Em síntese, não é recomendada qualquer adaptação sem prévio estudo. Nos casos em que o uso dos testes é inapropriado para as características individuais do avaliado, o psicólogo deverá proceder a avaliação com outros recursos reconhecidos pela Psicologia.
Referências:
American Educational Research Association, American Psychological Association, National Council on Measurement in Education (1999). Standards for educational and psychological testing. Washington, DC: Author.

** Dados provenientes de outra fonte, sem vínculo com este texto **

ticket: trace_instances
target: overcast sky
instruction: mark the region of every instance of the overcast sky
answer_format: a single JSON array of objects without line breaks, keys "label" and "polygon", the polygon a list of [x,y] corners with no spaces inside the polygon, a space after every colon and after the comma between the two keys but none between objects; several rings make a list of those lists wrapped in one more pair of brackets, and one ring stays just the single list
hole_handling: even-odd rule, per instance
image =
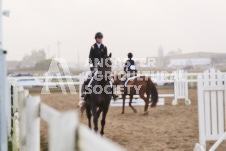
[{"label": "overcast sky", "polygon": [[50,46],[57,56],[88,57],[97,31],[114,57],[156,56],[161,45],[183,52],[226,52],[226,0],[3,0],[8,60]]}]

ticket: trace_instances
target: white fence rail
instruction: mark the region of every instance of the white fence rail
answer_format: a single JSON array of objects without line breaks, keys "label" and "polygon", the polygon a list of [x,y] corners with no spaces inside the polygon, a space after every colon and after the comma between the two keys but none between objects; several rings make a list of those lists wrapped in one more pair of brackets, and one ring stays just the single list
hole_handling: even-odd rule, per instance
[{"label": "white fence rail", "polygon": [[198,78],[199,144],[195,151],[206,150],[206,141],[217,140],[214,151],[226,139],[226,76],[216,69]]},{"label": "white fence rail", "polygon": [[43,119],[48,123],[50,151],[125,151],[80,124],[75,111],[59,112],[41,103],[39,96],[29,96],[23,87],[14,90],[13,150],[40,151]]}]

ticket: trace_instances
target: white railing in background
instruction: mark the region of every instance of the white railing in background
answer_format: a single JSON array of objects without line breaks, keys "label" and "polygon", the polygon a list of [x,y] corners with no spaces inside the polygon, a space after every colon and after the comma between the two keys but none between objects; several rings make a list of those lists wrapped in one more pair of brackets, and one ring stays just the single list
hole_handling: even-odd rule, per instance
[{"label": "white railing in background", "polygon": [[29,96],[21,86],[14,86],[13,93],[13,150],[40,151],[43,119],[49,128],[50,151],[125,151],[80,124],[75,111],[59,112],[41,103],[39,96]]},{"label": "white railing in background", "polygon": [[199,144],[194,151],[205,151],[206,141],[214,141],[214,151],[226,139],[226,75],[210,69],[198,77]]}]

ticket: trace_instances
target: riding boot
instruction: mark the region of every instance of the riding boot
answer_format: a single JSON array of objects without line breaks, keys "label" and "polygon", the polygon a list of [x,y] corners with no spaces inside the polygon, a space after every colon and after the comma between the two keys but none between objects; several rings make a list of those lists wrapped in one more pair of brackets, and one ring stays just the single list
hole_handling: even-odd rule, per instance
[{"label": "riding boot", "polygon": [[117,100],[118,98],[118,95],[114,94],[114,88],[112,87],[112,97],[113,97],[113,100]]},{"label": "riding boot", "polygon": [[87,80],[87,81],[84,82],[84,92],[82,93],[82,96],[81,96],[83,98],[83,100],[85,100],[85,101],[88,98],[87,90],[85,89],[85,87],[88,85],[89,81],[90,80]]},{"label": "riding boot", "polygon": [[113,87],[113,84],[112,84],[112,81],[111,80],[109,80],[109,83],[111,84],[112,97],[113,97],[113,100],[115,101],[118,98],[118,95],[116,95],[114,93],[114,87]]},{"label": "riding boot", "polygon": [[123,88],[124,88],[124,90],[123,90],[123,93],[124,93],[124,94],[127,93],[127,87],[126,87],[125,83],[126,83],[126,80],[125,80],[125,81],[122,81]]}]

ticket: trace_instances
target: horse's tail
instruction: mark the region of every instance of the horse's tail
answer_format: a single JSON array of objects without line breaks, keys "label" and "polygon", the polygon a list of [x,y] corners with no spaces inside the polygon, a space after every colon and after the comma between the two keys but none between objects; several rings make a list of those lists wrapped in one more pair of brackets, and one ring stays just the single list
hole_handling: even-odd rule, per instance
[{"label": "horse's tail", "polygon": [[151,107],[155,107],[158,102],[158,91],[155,84],[148,78],[148,91],[151,91]]}]

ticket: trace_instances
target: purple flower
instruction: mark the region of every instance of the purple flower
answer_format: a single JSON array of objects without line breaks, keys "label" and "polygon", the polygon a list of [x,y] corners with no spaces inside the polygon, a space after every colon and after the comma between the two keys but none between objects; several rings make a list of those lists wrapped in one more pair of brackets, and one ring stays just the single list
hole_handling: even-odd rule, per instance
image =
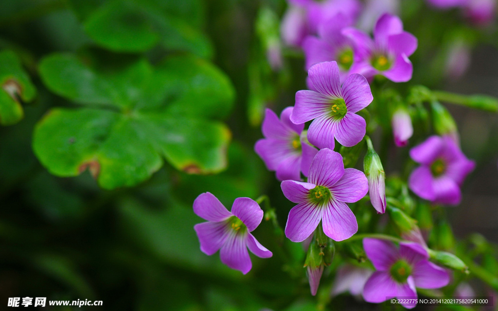
[{"label": "purple flower", "polygon": [[308,176],[313,158],[318,150],[301,137],[304,124],[294,124],[289,117],[293,108],[282,112],[280,119],[267,109],[262,129],[266,138],[256,142],[254,150],[270,170],[276,171],[279,180],[300,180],[300,172]]},{"label": "purple flower", "polygon": [[397,16],[386,13],[377,21],[373,40],[365,32],[354,28],[343,30],[356,45],[355,65],[351,72],[370,78],[381,75],[394,82],[411,78],[413,66],[408,56],[417,49],[417,38],[403,31],[403,23]]},{"label": "purple flower", "polygon": [[353,65],[354,52],[351,40],[342,34],[342,30],[351,25],[350,19],[339,13],[319,26],[318,37],[306,37],[303,43],[306,70],[318,63],[336,61],[339,67],[341,81],[346,79]]},{"label": "purple flower", "polygon": [[[391,242],[365,238],[363,247],[377,270],[363,288],[366,301],[378,303],[393,297],[415,299],[415,287],[439,288],[450,281],[448,272],[429,261],[427,251],[416,243],[402,242],[398,249]],[[409,309],[416,305],[401,304]]]},{"label": "purple flower", "polygon": [[456,205],[462,194],[460,186],[475,166],[451,137],[431,136],[410,151],[410,156],[422,165],[410,175],[410,189],[423,199]]},{"label": "purple flower", "polygon": [[341,155],[326,148],[313,159],[308,181],[282,182],[284,195],[298,203],[289,213],[287,237],[293,242],[302,241],[321,221],[324,233],[335,241],[356,233],[356,218],[345,202],[357,202],[367,194],[369,187],[365,174],[354,168],[345,169]]},{"label": "purple flower", "polygon": [[347,263],[337,270],[332,287],[332,295],[339,295],[349,292],[354,296],[362,294],[363,287],[374,271]]},{"label": "purple flower", "polygon": [[247,248],[261,258],[271,257],[271,252],[250,234],[263,219],[263,211],[249,198],[238,198],[229,212],[216,197],[206,192],[194,201],[194,212],[208,221],[194,226],[201,250],[207,255],[220,251],[221,262],[246,274],[252,267]]},{"label": "purple flower", "polygon": [[354,74],[341,88],[335,62],[317,64],[309,69],[308,75],[317,91],[296,93],[290,121],[298,124],[314,119],[308,130],[308,140],[320,149],[333,149],[334,138],[346,147],[359,143],[365,135],[367,125],[355,113],[373,99],[367,79]]},{"label": "purple flower", "polygon": [[413,135],[413,126],[408,111],[403,109],[396,110],[392,115],[391,123],[396,146],[398,147],[406,146],[408,145],[408,140]]}]

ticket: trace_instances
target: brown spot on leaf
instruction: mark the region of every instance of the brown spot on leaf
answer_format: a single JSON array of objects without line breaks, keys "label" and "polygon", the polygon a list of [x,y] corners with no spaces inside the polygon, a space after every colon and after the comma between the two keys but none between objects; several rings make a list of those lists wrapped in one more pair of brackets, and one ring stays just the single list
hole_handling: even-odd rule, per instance
[{"label": "brown spot on leaf", "polygon": [[188,174],[201,174],[202,173],[200,167],[193,163],[184,166],[183,171]]},{"label": "brown spot on leaf", "polygon": [[18,102],[20,101],[19,96],[22,93],[22,87],[17,81],[13,79],[8,79],[2,84],[1,88],[7,92],[12,99]]},{"label": "brown spot on leaf", "polygon": [[87,168],[88,169],[88,170],[90,172],[90,174],[92,174],[92,176],[94,178],[96,179],[99,177],[99,173],[100,172],[100,164],[99,164],[98,161],[97,160],[92,160],[84,162],[80,165],[80,167],[78,169],[78,171],[81,174],[86,170]]}]

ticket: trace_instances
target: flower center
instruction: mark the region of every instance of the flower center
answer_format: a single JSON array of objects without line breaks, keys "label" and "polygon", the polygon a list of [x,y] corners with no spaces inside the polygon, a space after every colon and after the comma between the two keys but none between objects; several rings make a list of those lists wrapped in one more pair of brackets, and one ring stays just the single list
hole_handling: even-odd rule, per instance
[{"label": "flower center", "polygon": [[389,272],[392,278],[399,283],[404,283],[411,274],[411,266],[403,259],[400,259],[391,266]]},{"label": "flower center", "polygon": [[371,60],[372,66],[379,71],[384,71],[391,68],[391,62],[385,55],[380,54],[375,55]]},{"label": "flower center", "polygon": [[332,105],[330,107],[332,111],[332,116],[338,116],[342,118],[348,112],[348,108],[346,106],[346,102],[342,98],[334,99],[330,103]]},{"label": "flower center", "polygon": [[234,231],[239,233],[244,233],[247,230],[247,227],[242,222],[242,221],[237,216],[232,216],[228,219],[229,223]]},{"label": "flower center", "polygon": [[351,48],[346,48],[341,51],[337,55],[338,65],[341,69],[346,71],[349,70],[353,65],[353,50]]},{"label": "flower center", "polygon": [[431,172],[434,177],[442,175],[446,170],[446,165],[442,159],[438,159],[431,165]]},{"label": "flower center", "polygon": [[317,186],[310,190],[308,197],[315,203],[318,205],[323,204],[330,199],[332,196],[330,190],[327,187]]}]

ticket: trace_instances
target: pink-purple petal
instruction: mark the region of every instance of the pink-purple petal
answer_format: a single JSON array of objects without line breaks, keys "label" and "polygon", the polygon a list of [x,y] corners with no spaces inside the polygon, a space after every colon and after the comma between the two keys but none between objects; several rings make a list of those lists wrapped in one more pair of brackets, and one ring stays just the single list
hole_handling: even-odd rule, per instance
[{"label": "pink-purple petal", "polygon": [[406,31],[389,36],[388,42],[389,49],[394,54],[404,53],[406,56],[413,54],[418,44],[415,36]]},{"label": "pink-purple petal", "polygon": [[322,39],[309,36],[303,42],[303,51],[306,59],[305,66],[309,69],[315,64],[334,60],[335,50]]},{"label": "pink-purple petal", "polygon": [[359,74],[350,75],[342,86],[343,96],[348,112],[355,113],[368,106],[374,100],[370,85]]},{"label": "pink-purple petal", "polygon": [[284,180],[280,184],[283,195],[289,201],[294,203],[306,201],[309,191],[315,186],[315,185],[312,183],[295,180]]},{"label": "pink-purple petal", "polygon": [[367,122],[358,115],[348,112],[342,119],[334,121],[333,129],[336,139],[344,147],[352,147],[365,137]]},{"label": "pink-purple petal", "polygon": [[276,169],[277,179],[280,181],[301,180],[301,156],[294,154],[282,161]]},{"label": "pink-purple petal", "polygon": [[406,279],[406,283],[398,283],[396,285],[397,294],[396,296],[402,299],[401,305],[407,309],[415,308],[417,303],[412,300],[416,299],[418,296],[413,278],[410,276]]},{"label": "pink-purple petal", "polygon": [[368,180],[365,174],[355,168],[345,169],[344,174],[330,188],[334,198],[348,203],[361,200],[368,191]]},{"label": "pink-purple petal", "polygon": [[462,200],[462,192],[457,183],[451,178],[441,176],[432,182],[434,202],[445,205],[457,205]]},{"label": "pink-purple petal", "polygon": [[319,267],[306,267],[306,272],[308,274],[308,281],[310,284],[310,291],[311,295],[315,296],[318,290],[318,285],[320,285],[320,279],[322,278],[323,273],[323,266]]},{"label": "pink-purple petal", "polygon": [[247,234],[231,233],[220,251],[222,262],[244,274],[249,272],[252,267],[246,245]]},{"label": "pink-purple petal", "polygon": [[211,255],[223,245],[229,235],[227,224],[225,222],[208,222],[197,224],[194,230],[201,244],[201,250]]},{"label": "pink-purple petal", "polygon": [[346,203],[331,200],[323,210],[323,233],[330,238],[342,241],[358,232],[356,217]]},{"label": "pink-purple petal", "polygon": [[443,139],[435,135],[410,150],[410,156],[415,162],[430,165],[441,154],[444,144]]},{"label": "pink-purple petal", "polygon": [[300,135],[304,129],[304,123],[296,124],[290,121],[290,115],[292,114],[293,110],[294,107],[287,107],[282,110],[280,114],[280,122],[285,126],[292,129],[297,134]]},{"label": "pink-purple petal", "polygon": [[363,288],[363,298],[369,303],[378,304],[397,296],[396,282],[386,271],[375,271]]},{"label": "pink-purple petal", "polygon": [[301,140],[301,147],[302,150],[302,156],[301,158],[301,171],[303,172],[304,176],[308,177],[310,167],[311,166],[311,162],[318,153],[318,150],[304,141],[304,140]]},{"label": "pink-purple petal", "polygon": [[342,156],[330,149],[322,149],[315,156],[308,181],[318,186],[332,187],[344,174]]},{"label": "pink-purple petal", "polygon": [[330,100],[329,96],[314,91],[298,91],[290,121],[300,124],[323,115],[330,109]]},{"label": "pink-purple petal", "polygon": [[408,187],[422,199],[434,201],[436,193],[432,185],[432,173],[427,166],[419,166],[410,174]]},{"label": "pink-purple petal", "polygon": [[269,258],[273,255],[271,252],[261,245],[252,234],[250,233],[248,234],[247,241],[249,250],[256,256],[260,258]]},{"label": "pink-purple petal", "polygon": [[374,29],[375,42],[381,46],[387,44],[388,37],[403,31],[403,22],[399,17],[385,13],[379,17]]},{"label": "pink-purple petal", "polygon": [[313,233],[322,220],[323,209],[307,202],[300,203],[289,212],[285,236],[293,242],[302,242]]},{"label": "pink-purple petal", "polygon": [[380,271],[388,270],[399,257],[398,249],[392,242],[389,241],[364,238],[363,248],[375,268]]},{"label": "pink-purple petal", "polygon": [[255,201],[249,198],[236,199],[232,213],[242,221],[249,232],[257,228],[263,220],[263,211]]},{"label": "pink-purple petal", "polygon": [[308,70],[313,86],[318,92],[332,98],[342,98],[339,68],[335,62],[319,63]]},{"label": "pink-purple petal", "polygon": [[209,192],[200,194],[194,201],[194,213],[211,222],[220,222],[232,216],[232,213],[216,197]]},{"label": "pink-purple petal", "polygon": [[374,48],[374,41],[370,36],[354,27],[344,28],[342,32],[354,43],[355,58],[365,59],[370,56]]},{"label": "pink-purple petal", "polygon": [[382,75],[393,82],[406,82],[411,78],[413,66],[404,54],[396,56],[392,67],[383,72]]},{"label": "pink-purple petal", "polygon": [[310,143],[320,149],[333,150],[335,141],[334,129],[336,121],[332,117],[323,115],[311,122],[308,129],[307,138]]},{"label": "pink-purple petal", "polygon": [[280,163],[292,152],[290,142],[271,139],[257,141],[254,150],[270,170],[276,170]]},{"label": "pink-purple petal", "polygon": [[291,129],[280,122],[277,115],[269,109],[265,111],[261,131],[265,137],[272,139],[288,139],[292,134]]},{"label": "pink-purple petal", "polygon": [[417,287],[420,288],[439,288],[450,282],[450,275],[446,270],[427,260],[415,264],[412,276]]}]

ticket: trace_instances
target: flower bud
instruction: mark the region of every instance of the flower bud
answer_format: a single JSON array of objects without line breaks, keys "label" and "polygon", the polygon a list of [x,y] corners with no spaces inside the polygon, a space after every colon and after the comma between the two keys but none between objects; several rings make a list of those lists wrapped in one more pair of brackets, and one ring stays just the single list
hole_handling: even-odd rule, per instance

Psychological Testing Centre & The British Psychological Society (2007). Visual impairment and psychometric testing: Practical advice for test users managing the testing of people who have signt disabilities. Recuperado em março de 2011, de www.psychtesting.org.uk.
Johnstone, C. J. (2003). Improving validity of large-scale tests: Universal design and student performance (Technical Report 37). Minneapolis, MN: University of Minnesota, National Center on Educational Outcomes. Retrieved. Recuperado em Agosto de 2011, de http://education.umn.edu/NCEO/OnlinePubs/Technical37.htm.
Thompson, S. J., Johnstone, C. J., & Thurlow, M. L. (2002). Universal design applied to large scale assessments (Synthesis Report 44). Minneapolis, MN: University of Minnesota, National Center on Educational Outcomes. Recuperado em Agosto de 2011, de http://www.cehd.umn.edu/nceo/onlinepubs/Synthesis44.html.
Oliveira, C. M. ; Nuernberg, A. H. & Nunes, C. H. S. S. (2013). A incorporação do Conceito de Desenho Universal na Avaliação Psicológica como promotora dos Direitos Humanos. Avaliação Psicológica (Impresso – Aceito para publicação).